Ian Smith - EVP and CFO
I'll just quickly answer that actually, Ravi. it does look to remyelination. It's an early-stage program. It's in pre-clinical. As we progress in all these different areas that we have in research, we'll decide to the cover off at the appropriate time. We look forward to doing that, but yes we do have a program in MS, and it is a remyelination approach.
Operator
Katherine Xu, William Blair.
Christina Zhang - Analyst
Just a very quick question. Now you have patients over six years old off G501d. They're pretty much all on drugs. Just curious, can you disclose the number of patients in the US versus Europe?

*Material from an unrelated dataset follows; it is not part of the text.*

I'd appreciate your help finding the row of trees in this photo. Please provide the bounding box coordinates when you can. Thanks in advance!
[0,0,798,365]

Stuart Arbuckle - EVP and Chief Commercial Officer
Yes, we think overall there are about 2,200 patients six years and older in the US, Europe, and also in Australia and Canada. As we have said nearly all of those have started therapy in the US and Europe, and we would hope to be able to do something similar in terms of bringing benefit to that same number of patients in Canada and Australia once we've been able to secure public reimbursement.
Christina Zhang - Analyst
How much -- how many US versus Europe, each?
Stuart Arbuckle - EVP and Chief Commercial Officer
It is roughly a 50/50 split for G551d.
Jeff Leiden - Chairman, President & CEO
Thanks everyone for tuning in tonight. Kelly Willis and I are in our offices if you have any additional questions. Have a good night.
Operator
Ladies and gentlemen, thank you for participating in today's conference. This concludes our program for today. You may all disconnect, and have a wonderful day.